I am doing a text classification and I have built a model using the pipeline method. I have created the RF classifier object and have set the features column and the label column that I obtained in my previous steps (steps not shown).
I am fitting my training data which I have created using a dataframe and it has the columns "labels" and "sentences". The labels are different question types. The DF looks like,
training = sqlContext.createDataFrame([
("DESC:manner", "How did serfdom develop in and then leave Russia ?"),
("DESC:def", "What does '' extended definition '' mean and how would one a paper on it ? "),
("HUM:ind", " Who was The Pride of the Yankees ?")
], ["label", "sentence"])
The code for the pipeline is,
rf = RandomForestClassifier().setFeaturesCol("features").setLabelCol("idxlabel")
pipeline = Pipeline(stages=[pos, tokenizer, hashingTF, idf, indexer,rf])
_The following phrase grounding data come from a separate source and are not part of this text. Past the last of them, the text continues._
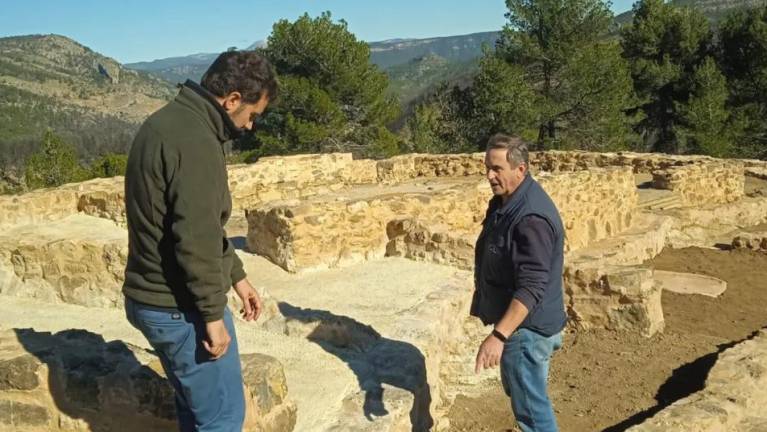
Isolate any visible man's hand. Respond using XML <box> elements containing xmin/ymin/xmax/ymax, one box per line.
<box><xmin>475</xmin><ymin>332</ymin><xmax>505</xmax><ymax>374</ymax></box>
<box><xmin>233</xmin><ymin>278</ymin><xmax>263</xmax><ymax>322</ymax></box>
<box><xmin>203</xmin><ymin>319</ymin><xmax>231</xmax><ymax>360</ymax></box>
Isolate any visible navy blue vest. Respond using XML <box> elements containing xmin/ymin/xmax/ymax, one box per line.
<box><xmin>470</xmin><ymin>174</ymin><xmax>567</xmax><ymax>336</ymax></box>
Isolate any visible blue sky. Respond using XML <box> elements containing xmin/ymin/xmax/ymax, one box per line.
<box><xmin>0</xmin><ymin>0</ymin><xmax>637</xmax><ymax>64</ymax></box>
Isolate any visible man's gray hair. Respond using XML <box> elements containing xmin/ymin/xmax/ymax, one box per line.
<box><xmin>486</xmin><ymin>133</ymin><xmax>529</xmax><ymax>167</ymax></box>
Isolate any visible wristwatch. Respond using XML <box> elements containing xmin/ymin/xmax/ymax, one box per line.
<box><xmin>491</xmin><ymin>329</ymin><xmax>508</xmax><ymax>342</ymax></box>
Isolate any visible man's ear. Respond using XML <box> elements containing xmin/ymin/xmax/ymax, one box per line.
<box><xmin>517</xmin><ymin>162</ymin><xmax>528</xmax><ymax>176</ymax></box>
<box><xmin>221</xmin><ymin>92</ymin><xmax>243</xmax><ymax>112</ymax></box>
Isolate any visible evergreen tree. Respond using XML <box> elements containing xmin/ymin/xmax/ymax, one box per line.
<box><xmin>25</xmin><ymin>130</ymin><xmax>87</xmax><ymax>189</ymax></box>
<box><xmin>718</xmin><ymin>6</ymin><xmax>767</xmax><ymax>158</ymax></box>
<box><xmin>622</xmin><ymin>0</ymin><xmax>715</xmax><ymax>153</ymax></box>
<box><xmin>492</xmin><ymin>0</ymin><xmax>636</xmax><ymax>150</ymax></box>
<box><xmin>252</xmin><ymin>12</ymin><xmax>401</xmax><ymax>159</ymax></box>
<box><xmin>674</xmin><ymin>57</ymin><xmax>734</xmax><ymax>157</ymax></box>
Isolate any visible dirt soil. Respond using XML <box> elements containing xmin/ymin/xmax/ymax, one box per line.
<box><xmin>446</xmin><ymin>247</ymin><xmax>767</xmax><ymax>432</ymax></box>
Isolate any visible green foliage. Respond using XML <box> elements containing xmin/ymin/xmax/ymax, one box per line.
<box><xmin>674</xmin><ymin>57</ymin><xmax>735</xmax><ymax>157</ymax></box>
<box><xmin>401</xmin><ymin>84</ymin><xmax>476</xmax><ymax>154</ymax></box>
<box><xmin>718</xmin><ymin>6</ymin><xmax>767</xmax><ymax>158</ymax></box>
<box><xmin>406</xmin><ymin>103</ymin><xmax>451</xmax><ymax>153</ymax></box>
<box><xmin>468</xmin><ymin>54</ymin><xmax>537</xmax><ymax>145</ymax></box>
<box><xmin>621</xmin><ymin>0</ymin><xmax>715</xmax><ymax>153</ymax></box>
<box><xmin>253</xmin><ymin>12</ymin><xmax>400</xmax><ymax>158</ymax></box>
<box><xmin>385</xmin><ymin>55</ymin><xmax>479</xmax><ymax>107</ymax></box>
<box><xmin>89</xmin><ymin>153</ymin><xmax>128</xmax><ymax>178</ymax></box>
<box><xmin>413</xmin><ymin>0</ymin><xmax>634</xmax><ymax>152</ymax></box>
<box><xmin>24</xmin><ymin>130</ymin><xmax>88</xmax><ymax>189</ymax></box>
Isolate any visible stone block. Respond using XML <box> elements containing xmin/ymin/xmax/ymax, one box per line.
<box><xmin>0</xmin><ymin>329</ymin><xmax>296</xmax><ymax>432</ymax></box>
<box><xmin>628</xmin><ymin>330</ymin><xmax>767</xmax><ymax>431</ymax></box>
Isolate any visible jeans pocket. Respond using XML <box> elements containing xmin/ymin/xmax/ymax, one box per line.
<box><xmin>135</xmin><ymin>307</ymin><xmax>186</xmax><ymax>327</ymax></box>
<box><xmin>532</xmin><ymin>335</ymin><xmax>555</xmax><ymax>363</ymax></box>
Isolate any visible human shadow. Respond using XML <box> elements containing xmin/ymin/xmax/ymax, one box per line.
<box><xmin>12</xmin><ymin>328</ymin><xmax>175</xmax><ymax>432</ymax></box>
<box><xmin>278</xmin><ymin>302</ymin><xmax>434</xmax><ymax>431</ymax></box>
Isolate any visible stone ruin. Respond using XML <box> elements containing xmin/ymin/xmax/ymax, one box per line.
<box><xmin>0</xmin><ymin>150</ymin><xmax>766</xmax><ymax>431</ymax></box>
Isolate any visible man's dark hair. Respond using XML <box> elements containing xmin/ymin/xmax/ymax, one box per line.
<box><xmin>486</xmin><ymin>133</ymin><xmax>530</xmax><ymax>167</ymax></box>
<box><xmin>201</xmin><ymin>51</ymin><xmax>278</xmax><ymax>103</ymax></box>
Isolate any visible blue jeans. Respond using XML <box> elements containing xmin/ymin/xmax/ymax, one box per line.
<box><xmin>501</xmin><ymin>328</ymin><xmax>563</xmax><ymax>432</ymax></box>
<box><xmin>125</xmin><ymin>297</ymin><xmax>245</xmax><ymax>432</ymax></box>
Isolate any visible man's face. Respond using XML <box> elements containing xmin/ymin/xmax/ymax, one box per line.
<box><xmin>223</xmin><ymin>92</ymin><xmax>270</xmax><ymax>130</ymax></box>
<box><xmin>485</xmin><ymin>148</ymin><xmax>527</xmax><ymax>201</ymax></box>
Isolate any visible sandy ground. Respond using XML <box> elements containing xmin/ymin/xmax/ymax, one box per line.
<box><xmin>445</xmin><ymin>246</ymin><xmax>767</xmax><ymax>432</ymax></box>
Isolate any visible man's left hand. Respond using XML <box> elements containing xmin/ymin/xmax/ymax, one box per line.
<box><xmin>233</xmin><ymin>279</ymin><xmax>263</xmax><ymax>322</ymax></box>
<box><xmin>475</xmin><ymin>332</ymin><xmax>505</xmax><ymax>374</ymax></box>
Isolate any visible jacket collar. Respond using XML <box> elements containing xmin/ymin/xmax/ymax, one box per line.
<box><xmin>178</xmin><ymin>79</ymin><xmax>243</xmax><ymax>142</ymax></box>
<box><xmin>490</xmin><ymin>173</ymin><xmax>534</xmax><ymax>215</ymax></box>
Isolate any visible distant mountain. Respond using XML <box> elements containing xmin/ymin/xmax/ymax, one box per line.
<box><xmin>125</xmin><ymin>40</ymin><xmax>267</xmax><ymax>84</ymax></box>
<box><xmin>368</xmin><ymin>31</ymin><xmax>499</xmax><ymax>69</ymax></box>
<box><xmin>125</xmin><ymin>53</ymin><xmax>218</xmax><ymax>84</ymax></box>
<box><xmin>0</xmin><ymin>34</ymin><xmax>176</xmax><ymax>168</ymax></box>
<box><xmin>386</xmin><ymin>54</ymin><xmax>478</xmax><ymax>106</ymax></box>
<box><xmin>126</xmin><ymin>32</ymin><xmax>500</xmax><ymax>105</ymax></box>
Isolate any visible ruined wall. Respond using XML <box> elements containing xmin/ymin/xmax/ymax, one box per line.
<box><xmin>0</xmin><ymin>215</ymin><xmax>128</xmax><ymax>308</ymax></box>
<box><xmin>228</xmin><ymin>153</ymin><xmax>378</xmax><ymax>211</ymax></box>
<box><xmin>247</xmin><ymin>167</ymin><xmax>638</xmax><ymax>273</ymax></box>
<box><xmin>0</xmin><ymin>178</ymin><xmax>124</xmax><ymax>228</ymax></box>
<box><xmin>246</xmin><ymin>180</ymin><xmax>488</xmax><ymax>272</ymax></box>
<box><xmin>375</xmin><ymin>153</ymin><xmax>485</xmax><ymax>183</ymax></box>
<box><xmin>652</xmin><ymin>161</ymin><xmax>745</xmax><ymax>206</ymax></box>
<box><xmin>528</xmin><ymin>150</ymin><xmax>716</xmax><ymax>173</ymax></box>
<box><xmin>538</xmin><ymin>167</ymin><xmax>637</xmax><ymax>250</ymax></box>
<box><xmin>1</xmin><ymin>151</ymin><xmax>751</xmax><ymax>229</ymax></box>
<box><xmin>628</xmin><ymin>329</ymin><xmax>767</xmax><ymax>431</ymax></box>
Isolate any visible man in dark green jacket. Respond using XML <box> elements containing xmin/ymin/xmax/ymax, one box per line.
<box><xmin>123</xmin><ymin>50</ymin><xmax>277</xmax><ymax>431</ymax></box>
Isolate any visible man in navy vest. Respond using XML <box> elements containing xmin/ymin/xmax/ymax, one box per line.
<box><xmin>471</xmin><ymin>133</ymin><xmax>567</xmax><ymax>432</ymax></box>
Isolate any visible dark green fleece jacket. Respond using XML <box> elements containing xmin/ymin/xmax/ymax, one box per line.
<box><xmin>122</xmin><ymin>81</ymin><xmax>246</xmax><ymax>322</ymax></box>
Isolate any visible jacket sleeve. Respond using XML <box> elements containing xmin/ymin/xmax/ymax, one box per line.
<box><xmin>162</xmin><ymin>140</ymin><xmax>228</xmax><ymax>322</ymax></box>
<box><xmin>511</xmin><ymin>215</ymin><xmax>555</xmax><ymax>311</ymax></box>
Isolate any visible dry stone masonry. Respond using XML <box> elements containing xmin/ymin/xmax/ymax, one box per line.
<box><xmin>651</xmin><ymin>161</ymin><xmax>745</xmax><ymax>206</ymax></box>
<box><xmin>1</xmin><ymin>149</ymin><xmax>766</xmax><ymax>431</ymax></box>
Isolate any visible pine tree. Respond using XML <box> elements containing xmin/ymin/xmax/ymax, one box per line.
<box><xmin>621</xmin><ymin>0</ymin><xmax>715</xmax><ymax>153</ymax></box>
<box><xmin>252</xmin><ymin>12</ymin><xmax>401</xmax><ymax>159</ymax></box>
<box><xmin>25</xmin><ymin>130</ymin><xmax>87</xmax><ymax>189</ymax></box>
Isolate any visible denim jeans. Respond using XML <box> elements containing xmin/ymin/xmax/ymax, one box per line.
<box><xmin>125</xmin><ymin>297</ymin><xmax>245</xmax><ymax>432</ymax></box>
<box><xmin>501</xmin><ymin>328</ymin><xmax>563</xmax><ymax>432</ymax></box>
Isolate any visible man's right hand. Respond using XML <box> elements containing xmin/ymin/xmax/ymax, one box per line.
<box><xmin>203</xmin><ymin>319</ymin><xmax>231</xmax><ymax>360</ymax></box>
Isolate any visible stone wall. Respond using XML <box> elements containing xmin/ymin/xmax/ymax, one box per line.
<box><xmin>0</xmin><ymin>329</ymin><xmax>296</xmax><ymax>432</ymax></box>
<box><xmin>528</xmin><ymin>150</ymin><xmax>716</xmax><ymax>173</ymax></box>
<box><xmin>732</xmin><ymin>232</ymin><xmax>767</xmax><ymax>252</ymax></box>
<box><xmin>228</xmin><ymin>153</ymin><xmax>378</xmax><ymax>211</ymax></box>
<box><xmin>230</xmin><ymin>153</ymin><xmax>487</xmax><ymax>211</ymax></box>
<box><xmin>0</xmin><ymin>215</ymin><xmax>128</xmax><ymax>308</ymax></box>
<box><xmin>0</xmin><ymin>178</ymin><xmax>124</xmax><ymax>228</ymax></box>
<box><xmin>375</xmin><ymin>153</ymin><xmax>485</xmax><ymax>184</ymax></box>
<box><xmin>246</xmin><ymin>179</ymin><xmax>488</xmax><ymax>272</ymax></box>
<box><xmin>247</xmin><ymin>167</ymin><xmax>638</xmax><ymax>273</ymax></box>
<box><xmin>652</xmin><ymin>161</ymin><xmax>744</xmax><ymax>206</ymax></box>
<box><xmin>538</xmin><ymin>167</ymin><xmax>637</xmax><ymax>250</ymax></box>
<box><xmin>628</xmin><ymin>329</ymin><xmax>767</xmax><ymax>431</ymax></box>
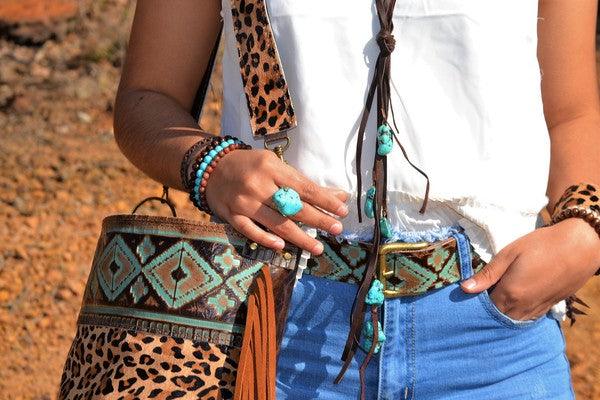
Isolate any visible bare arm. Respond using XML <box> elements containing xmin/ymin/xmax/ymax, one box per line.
<box><xmin>112</xmin><ymin>1</ymin><xmax>348</xmax><ymax>254</ymax></box>
<box><xmin>113</xmin><ymin>0</ymin><xmax>222</xmax><ymax>190</ymax></box>
<box><xmin>461</xmin><ymin>1</ymin><xmax>600</xmax><ymax>320</ymax></box>
<box><xmin>538</xmin><ymin>0</ymin><xmax>600</xmax><ymax>209</ymax></box>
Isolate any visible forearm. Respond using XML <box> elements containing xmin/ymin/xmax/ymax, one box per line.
<box><xmin>113</xmin><ymin>88</ymin><xmax>213</xmax><ymax>191</ymax></box>
<box><xmin>547</xmin><ymin>113</ymin><xmax>600</xmax><ymax>211</ymax></box>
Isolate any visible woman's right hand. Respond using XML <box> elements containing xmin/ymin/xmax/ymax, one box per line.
<box><xmin>205</xmin><ymin>149</ymin><xmax>349</xmax><ymax>255</ymax></box>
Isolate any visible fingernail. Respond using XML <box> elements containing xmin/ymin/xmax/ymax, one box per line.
<box><xmin>330</xmin><ymin>221</ymin><xmax>343</xmax><ymax>235</ymax></box>
<box><xmin>462</xmin><ymin>279</ymin><xmax>476</xmax><ymax>290</ymax></box>
<box><xmin>312</xmin><ymin>242</ymin><xmax>324</xmax><ymax>255</ymax></box>
<box><xmin>336</xmin><ymin>204</ymin><xmax>349</xmax><ymax>216</ymax></box>
<box><xmin>272</xmin><ymin>238</ymin><xmax>285</xmax><ymax>249</ymax></box>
model = pipeline.fit(training)
So now I can get the predictions by using the following code,
prediction = model.transform(test)
selected = prediction.select("sentence","prediction")
I can do the select() operation to get the predicted labels.
But for my use case, there is a stream of data that is coming from Kinesis and it will be only sentences (plain strings). For each sentence, I have to predict the label. But now I am not finding any predict() function when I do dir(model). How come there is no predict() method for the RandomForestClassifier obtained from pyspark.ml? If not, how can I perform my use case successfully? I need the predict() method to satisfy the requirement. What ML algorithm should I use if not RF? Am I doing anything wrong? Can anyone please suggest something? Any help is appreciated. My environment is Spark 1.6 and Python 2.7.